Politicians naturally haven’t out-grown the tendency of exploiting crises for their own usurpations of power, and likely never will. President Trump declares a national emergency regarding “out of control” immigration, seeking billions of dollars for funding a border wall, which would restrict cross-country freedom of movement, require the seizure of private property (eminent domain), as well as being financed by stolen taxpayer money. The Democrats are no better, as they keep trying to restrict private gun ownership in response to about every single shooting that occurs nationwide, which would both render non-violent gun owners defenseless in case they themselves were subjected to such attacks, whether done by private individuals or State officials. They also exploit “global warming” as a pretext for large Socialist redistribution and regulation schemes like the Green New Deal, though the Senate recently unanimously voted in opposition against it. Additionally, problems arising in the over-regulated private sector are continuously blamed on the lack of State intervention rather than as the causes thereof, thus encouraging more of it to increasingly approach a Socialist system of societal organization.
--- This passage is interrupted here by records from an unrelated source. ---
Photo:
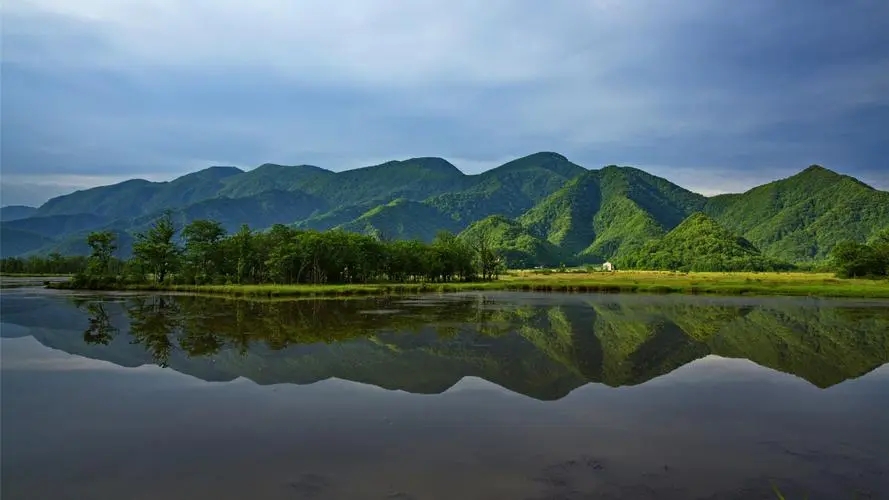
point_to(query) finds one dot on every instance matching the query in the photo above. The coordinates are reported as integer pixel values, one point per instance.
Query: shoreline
(725, 284)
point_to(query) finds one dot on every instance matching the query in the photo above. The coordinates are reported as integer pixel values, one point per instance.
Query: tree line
(859, 260)
(203, 252)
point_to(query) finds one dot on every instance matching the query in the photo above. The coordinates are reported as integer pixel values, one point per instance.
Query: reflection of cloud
(105, 89)
(27, 354)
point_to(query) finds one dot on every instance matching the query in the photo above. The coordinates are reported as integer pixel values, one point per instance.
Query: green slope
(53, 226)
(260, 211)
(272, 177)
(519, 248)
(509, 189)
(137, 197)
(591, 216)
(403, 219)
(14, 242)
(16, 212)
(699, 243)
(803, 217)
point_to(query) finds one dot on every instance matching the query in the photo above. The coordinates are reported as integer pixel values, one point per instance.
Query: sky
(713, 95)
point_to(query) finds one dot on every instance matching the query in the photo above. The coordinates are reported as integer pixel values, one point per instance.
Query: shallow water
(497, 395)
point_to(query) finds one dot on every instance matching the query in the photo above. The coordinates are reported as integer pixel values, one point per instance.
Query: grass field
(796, 284)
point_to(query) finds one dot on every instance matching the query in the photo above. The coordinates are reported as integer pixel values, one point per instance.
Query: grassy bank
(794, 284)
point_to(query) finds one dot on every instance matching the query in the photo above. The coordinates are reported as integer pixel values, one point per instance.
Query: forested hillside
(699, 243)
(539, 210)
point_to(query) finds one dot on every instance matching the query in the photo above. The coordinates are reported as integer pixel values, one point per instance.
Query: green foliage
(402, 219)
(699, 244)
(802, 218)
(285, 255)
(857, 260)
(518, 248)
(16, 212)
(508, 190)
(156, 250)
(203, 255)
(16, 242)
(102, 246)
(610, 212)
(137, 197)
(586, 216)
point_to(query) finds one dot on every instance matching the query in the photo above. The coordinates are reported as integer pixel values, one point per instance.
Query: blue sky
(716, 96)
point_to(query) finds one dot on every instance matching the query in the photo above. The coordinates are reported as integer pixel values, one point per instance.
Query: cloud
(735, 91)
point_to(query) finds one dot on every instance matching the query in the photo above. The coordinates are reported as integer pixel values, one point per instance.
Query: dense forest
(857, 260)
(700, 244)
(203, 252)
(542, 209)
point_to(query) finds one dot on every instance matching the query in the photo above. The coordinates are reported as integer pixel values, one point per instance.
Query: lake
(462, 396)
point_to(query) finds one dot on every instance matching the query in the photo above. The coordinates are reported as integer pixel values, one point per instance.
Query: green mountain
(699, 243)
(52, 226)
(19, 242)
(519, 248)
(803, 217)
(402, 219)
(510, 189)
(15, 212)
(582, 215)
(272, 177)
(140, 197)
(610, 212)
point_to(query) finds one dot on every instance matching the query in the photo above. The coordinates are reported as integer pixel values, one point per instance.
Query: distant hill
(544, 204)
(611, 211)
(803, 217)
(15, 212)
(519, 247)
(18, 242)
(137, 197)
(699, 243)
(402, 219)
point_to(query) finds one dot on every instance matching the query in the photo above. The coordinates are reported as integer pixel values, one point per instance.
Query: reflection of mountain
(540, 349)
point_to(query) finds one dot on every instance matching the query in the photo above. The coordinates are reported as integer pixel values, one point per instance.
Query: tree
(156, 248)
(203, 250)
(487, 258)
(102, 245)
(855, 260)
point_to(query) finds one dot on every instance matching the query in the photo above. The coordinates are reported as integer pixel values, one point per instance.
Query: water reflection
(540, 347)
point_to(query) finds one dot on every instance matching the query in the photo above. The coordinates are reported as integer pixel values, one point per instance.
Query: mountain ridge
(587, 215)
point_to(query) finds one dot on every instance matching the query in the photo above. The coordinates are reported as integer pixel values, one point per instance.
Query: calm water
(501, 396)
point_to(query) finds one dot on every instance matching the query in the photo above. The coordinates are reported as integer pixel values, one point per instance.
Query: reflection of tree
(100, 330)
(153, 321)
(544, 350)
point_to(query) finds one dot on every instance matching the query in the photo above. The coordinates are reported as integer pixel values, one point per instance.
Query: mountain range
(541, 209)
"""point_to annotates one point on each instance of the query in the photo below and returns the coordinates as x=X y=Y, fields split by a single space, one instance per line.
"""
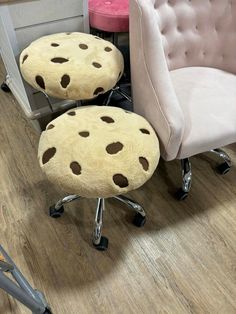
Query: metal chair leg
x=100 y=242
x=118 y=90
x=56 y=210
x=182 y=193
x=140 y=216
x=108 y=100
x=226 y=165
x=22 y=291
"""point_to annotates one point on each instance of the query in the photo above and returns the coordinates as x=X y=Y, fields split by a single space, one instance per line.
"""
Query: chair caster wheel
x=181 y=195
x=223 y=168
x=139 y=220
x=103 y=245
x=56 y=213
x=5 y=88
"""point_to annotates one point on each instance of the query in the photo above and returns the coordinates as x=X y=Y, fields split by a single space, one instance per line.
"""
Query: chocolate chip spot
x=107 y=119
x=96 y=65
x=24 y=58
x=48 y=155
x=98 y=90
x=84 y=133
x=59 y=60
x=107 y=49
x=145 y=131
x=65 y=80
x=83 y=46
x=40 y=81
x=114 y=148
x=71 y=113
x=51 y=126
x=145 y=164
x=120 y=180
x=75 y=167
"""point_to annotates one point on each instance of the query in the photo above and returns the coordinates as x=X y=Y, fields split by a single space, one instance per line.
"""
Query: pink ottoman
x=109 y=15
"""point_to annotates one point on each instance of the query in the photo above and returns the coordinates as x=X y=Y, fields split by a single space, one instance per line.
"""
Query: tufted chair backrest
x=169 y=34
x=197 y=32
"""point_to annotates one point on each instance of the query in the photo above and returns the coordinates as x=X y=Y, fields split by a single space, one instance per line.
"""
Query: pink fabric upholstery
x=169 y=35
x=109 y=15
x=209 y=108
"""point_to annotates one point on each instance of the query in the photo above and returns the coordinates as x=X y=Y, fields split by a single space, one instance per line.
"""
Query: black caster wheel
x=181 y=195
x=139 y=220
x=56 y=213
x=223 y=168
x=103 y=245
x=5 y=88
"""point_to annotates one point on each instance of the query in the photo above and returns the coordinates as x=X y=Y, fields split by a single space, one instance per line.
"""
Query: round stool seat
x=98 y=151
x=72 y=65
x=109 y=15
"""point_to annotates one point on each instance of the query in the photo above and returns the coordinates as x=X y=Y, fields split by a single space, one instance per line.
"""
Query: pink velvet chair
x=183 y=66
x=109 y=15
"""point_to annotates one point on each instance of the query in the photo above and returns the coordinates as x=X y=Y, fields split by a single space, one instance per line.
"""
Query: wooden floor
x=182 y=261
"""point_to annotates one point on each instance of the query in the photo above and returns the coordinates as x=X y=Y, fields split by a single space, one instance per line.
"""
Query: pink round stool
x=109 y=15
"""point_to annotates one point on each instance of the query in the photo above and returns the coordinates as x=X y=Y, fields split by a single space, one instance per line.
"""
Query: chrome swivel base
x=223 y=168
x=100 y=242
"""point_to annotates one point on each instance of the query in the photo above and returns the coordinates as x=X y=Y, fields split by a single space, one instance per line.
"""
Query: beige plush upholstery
x=99 y=151
x=72 y=65
x=183 y=72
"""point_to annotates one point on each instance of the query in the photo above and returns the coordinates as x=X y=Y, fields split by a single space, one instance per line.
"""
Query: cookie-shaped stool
x=72 y=66
x=99 y=152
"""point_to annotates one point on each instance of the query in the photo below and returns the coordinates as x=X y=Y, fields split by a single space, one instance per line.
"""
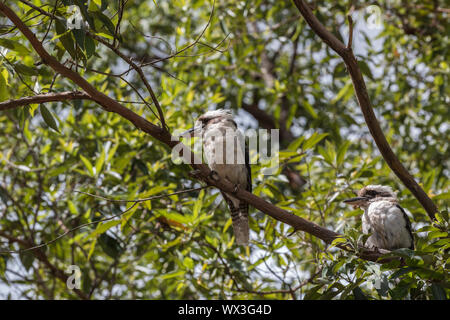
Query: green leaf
x=3 y=88
x=438 y=292
x=14 y=45
x=48 y=117
x=88 y=165
x=100 y=162
x=313 y=140
x=105 y=226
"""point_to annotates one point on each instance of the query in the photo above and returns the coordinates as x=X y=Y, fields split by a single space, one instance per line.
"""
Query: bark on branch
x=202 y=170
x=359 y=85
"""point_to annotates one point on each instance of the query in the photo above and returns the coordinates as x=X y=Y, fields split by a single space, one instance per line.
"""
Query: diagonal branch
x=202 y=171
x=359 y=85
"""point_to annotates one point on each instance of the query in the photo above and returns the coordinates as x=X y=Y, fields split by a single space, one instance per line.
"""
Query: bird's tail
x=239 y=218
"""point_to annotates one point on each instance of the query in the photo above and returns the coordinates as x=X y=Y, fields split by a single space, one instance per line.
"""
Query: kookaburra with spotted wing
x=384 y=219
x=226 y=153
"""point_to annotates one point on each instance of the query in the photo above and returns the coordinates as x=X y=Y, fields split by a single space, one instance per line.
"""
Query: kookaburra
x=226 y=154
x=384 y=219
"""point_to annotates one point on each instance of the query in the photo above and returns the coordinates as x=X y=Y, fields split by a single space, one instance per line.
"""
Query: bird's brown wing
x=408 y=226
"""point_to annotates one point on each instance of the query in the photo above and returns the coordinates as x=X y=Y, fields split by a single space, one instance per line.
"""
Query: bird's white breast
x=387 y=224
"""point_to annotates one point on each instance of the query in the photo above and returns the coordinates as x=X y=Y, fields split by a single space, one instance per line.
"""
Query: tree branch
x=40 y=255
x=202 y=170
x=359 y=85
x=42 y=98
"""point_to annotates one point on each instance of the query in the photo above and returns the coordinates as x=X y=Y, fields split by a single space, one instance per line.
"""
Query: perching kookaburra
x=225 y=152
x=383 y=218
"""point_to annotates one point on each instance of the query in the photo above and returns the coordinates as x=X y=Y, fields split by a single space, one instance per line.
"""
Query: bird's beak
x=357 y=201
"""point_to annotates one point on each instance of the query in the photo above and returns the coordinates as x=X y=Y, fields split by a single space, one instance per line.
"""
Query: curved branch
x=41 y=98
x=202 y=170
x=359 y=85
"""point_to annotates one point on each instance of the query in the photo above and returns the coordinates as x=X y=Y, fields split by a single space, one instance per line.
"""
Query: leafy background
x=260 y=59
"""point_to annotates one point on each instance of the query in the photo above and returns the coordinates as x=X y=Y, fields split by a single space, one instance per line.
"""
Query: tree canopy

And even this is far from a comprehensive overview of how politicians and other State officials exploit crises in current times.


Conclusion


The State as a monopoly of coercion and compulsion allures people seeking to maximize their own power and wealth at others’ expense and emboldens them to both stage calamities and exploit natural ones in order to do so. This tends to lead to a gap between the interests of the State and those of private citizens. All suggested legislation thereby risks restricting the freedom of the public, as it is nothing more than threats of robbery (fines) or kidnapping (arrest) if one does not act in accordance with them. As Dave Smith has pointed out, “The United States started as the smallest government in world history  and has become the largest government in world history.” How this occurred has been illustrated above, both theoretically and with clear historical examples. Does this, however, mean that limited government, in general, is an oxymoron? This cannot be induced from the single instance of the United States by itself, but it can be deduced from the logic underpinning the concept of “State”. As Murray N. Rothbard articulated it,



The idea of a strictly limited constitutional State was a noble experiment that failed, even under the most favorable and propitious circumstances. If it failed then, why should a similar experiment fare any better now? No, it is the conservative laissez-fairist, the man who puts all the guns and all the decision-making power into the hands of the central government and then says, “Limit yourself”; it is he who is truly the impractical utopian.



Sources



  1. Hoppe, H.H. (2007 [2001]) Democracy: The God That Failed, p. 113, footnote 13.

  2. Rockwell, L. (2014) Against the State: An Anarcho-Capitalistic Manifesto, p. 38.